4. Eiser heeft de huidige aanvraag alleen ondertekend met zijn naam, datum en handtekening. Verder heeft hij de aanvraag niet ingevuld. Ook heeft eiser geen zienswijze ingediend. De rechtbank is daarom van oordeel dat verweerder de aanvraag terecht buiten behandeling heeft gesteld op grond van artikel 30c, eerste lid, aanhef en onder a, van de Vw. Het beroep is ongegrond.
5. Voor een proceskostenveroordeling bestaat geen aanleiding.
Deze uitspraak is uitgesproken in het openbaar op 26 juli 2022 door mr.

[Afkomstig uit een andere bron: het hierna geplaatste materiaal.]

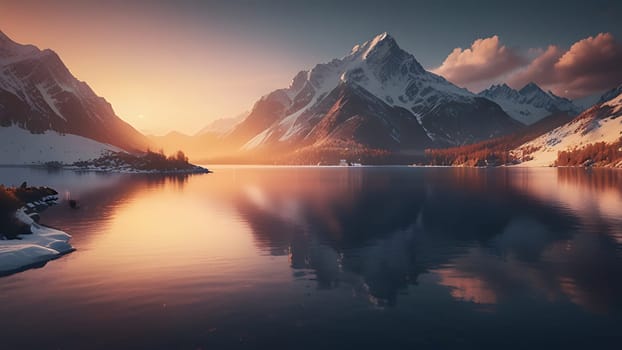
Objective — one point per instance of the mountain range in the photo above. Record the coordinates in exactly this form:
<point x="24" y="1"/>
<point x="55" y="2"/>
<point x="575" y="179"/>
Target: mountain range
<point x="377" y="97"/>
<point x="529" y="104"/>
<point x="375" y="104"/>
<point x="38" y="93"/>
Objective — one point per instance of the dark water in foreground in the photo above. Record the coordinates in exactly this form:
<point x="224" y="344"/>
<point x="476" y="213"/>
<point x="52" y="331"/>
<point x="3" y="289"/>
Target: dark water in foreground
<point x="308" y="258"/>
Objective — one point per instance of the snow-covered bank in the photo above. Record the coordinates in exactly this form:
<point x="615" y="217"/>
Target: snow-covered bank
<point x="35" y="249"/>
<point x="20" y="147"/>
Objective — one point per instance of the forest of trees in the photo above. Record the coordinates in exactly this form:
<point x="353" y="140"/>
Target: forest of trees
<point x="595" y="154"/>
<point x="156" y="161"/>
<point x="488" y="153"/>
<point x="495" y="151"/>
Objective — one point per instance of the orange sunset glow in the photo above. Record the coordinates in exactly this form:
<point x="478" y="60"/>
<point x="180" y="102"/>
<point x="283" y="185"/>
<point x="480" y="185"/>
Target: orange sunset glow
<point x="297" y="174"/>
<point x="160" y="73"/>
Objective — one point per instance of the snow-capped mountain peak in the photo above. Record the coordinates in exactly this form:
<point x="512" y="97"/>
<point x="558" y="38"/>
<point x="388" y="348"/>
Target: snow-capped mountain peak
<point x="529" y="104"/>
<point x="39" y="93"/>
<point x="10" y="51"/>
<point x="388" y="79"/>
<point x="600" y="123"/>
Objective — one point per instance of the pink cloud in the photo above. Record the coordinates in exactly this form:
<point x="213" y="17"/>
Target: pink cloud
<point x="589" y="66"/>
<point x="476" y="66"/>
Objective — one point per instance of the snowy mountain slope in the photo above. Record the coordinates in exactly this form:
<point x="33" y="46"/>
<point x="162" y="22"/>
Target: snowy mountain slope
<point x="223" y="125"/>
<point x="39" y="93"/>
<point x="529" y="104"/>
<point x="386" y="83"/>
<point x="20" y="147"/>
<point x="601" y="123"/>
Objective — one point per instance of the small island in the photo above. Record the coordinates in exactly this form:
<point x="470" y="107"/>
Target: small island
<point x="148" y="163"/>
<point x="24" y="243"/>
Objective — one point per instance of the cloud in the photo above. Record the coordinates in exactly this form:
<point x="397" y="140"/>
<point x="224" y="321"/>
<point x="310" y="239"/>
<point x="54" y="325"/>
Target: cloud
<point x="589" y="66"/>
<point x="476" y="66"/>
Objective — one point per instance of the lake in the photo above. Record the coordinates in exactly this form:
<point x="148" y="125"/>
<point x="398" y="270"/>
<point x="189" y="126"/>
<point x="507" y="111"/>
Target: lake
<point x="312" y="257"/>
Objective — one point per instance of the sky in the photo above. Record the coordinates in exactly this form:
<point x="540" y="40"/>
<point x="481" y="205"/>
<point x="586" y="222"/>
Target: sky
<point x="177" y="65"/>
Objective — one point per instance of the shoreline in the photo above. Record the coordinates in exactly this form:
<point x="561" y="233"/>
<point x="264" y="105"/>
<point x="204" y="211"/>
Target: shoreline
<point x="35" y="249"/>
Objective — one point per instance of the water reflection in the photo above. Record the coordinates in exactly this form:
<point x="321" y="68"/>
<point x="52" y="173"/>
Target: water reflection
<point x="486" y="238"/>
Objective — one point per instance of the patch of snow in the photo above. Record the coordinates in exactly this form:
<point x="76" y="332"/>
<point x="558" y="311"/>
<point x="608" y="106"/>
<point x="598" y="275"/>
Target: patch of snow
<point x="20" y="147"/>
<point x="257" y="140"/>
<point x="583" y="130"/>
<point x="49" y="100"/>
<point x="42" y="245"/>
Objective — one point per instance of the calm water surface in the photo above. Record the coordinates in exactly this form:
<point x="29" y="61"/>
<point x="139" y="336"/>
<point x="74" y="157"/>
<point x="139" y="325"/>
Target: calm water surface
<point x="308" y="258"/>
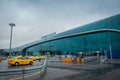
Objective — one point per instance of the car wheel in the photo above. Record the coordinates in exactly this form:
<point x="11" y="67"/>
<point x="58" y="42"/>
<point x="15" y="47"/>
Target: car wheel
<point x="16" y="64"/>
<point x="31" y="63"/>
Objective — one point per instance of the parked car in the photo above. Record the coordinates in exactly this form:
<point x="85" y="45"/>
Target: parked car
<point x="20" y="61"/>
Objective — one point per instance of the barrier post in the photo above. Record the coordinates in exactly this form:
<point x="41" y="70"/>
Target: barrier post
<point x="83" y="60"/>
<point x="23" y="71"/>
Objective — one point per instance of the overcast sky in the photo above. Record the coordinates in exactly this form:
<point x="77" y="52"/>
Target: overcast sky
<point x="37" y="18"/>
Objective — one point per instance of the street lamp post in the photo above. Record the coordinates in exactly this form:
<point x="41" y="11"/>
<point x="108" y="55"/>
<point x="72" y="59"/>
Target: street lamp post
<point x="12" y="25"/>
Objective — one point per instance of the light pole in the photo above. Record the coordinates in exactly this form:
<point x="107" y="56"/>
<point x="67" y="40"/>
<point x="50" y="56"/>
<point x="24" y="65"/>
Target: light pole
<point x="12" y="25"/>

J.J. Catsburg, rechter, in aanwezigheid van mr. L. Ruizendaal - van der Veen, griffier.
Dit proces-verbaal is bekendgemaakt op:
03 augustus 2022

Documentcode: [documentcode]

Rechtsmiddel

Tegen deze uitspraak kan hoger beroep worden ingesteld bij de Afdeling bestuursrechtspraak van de Raad van State binnen één week na de dag van bekendmaking van dit proces-verbaal.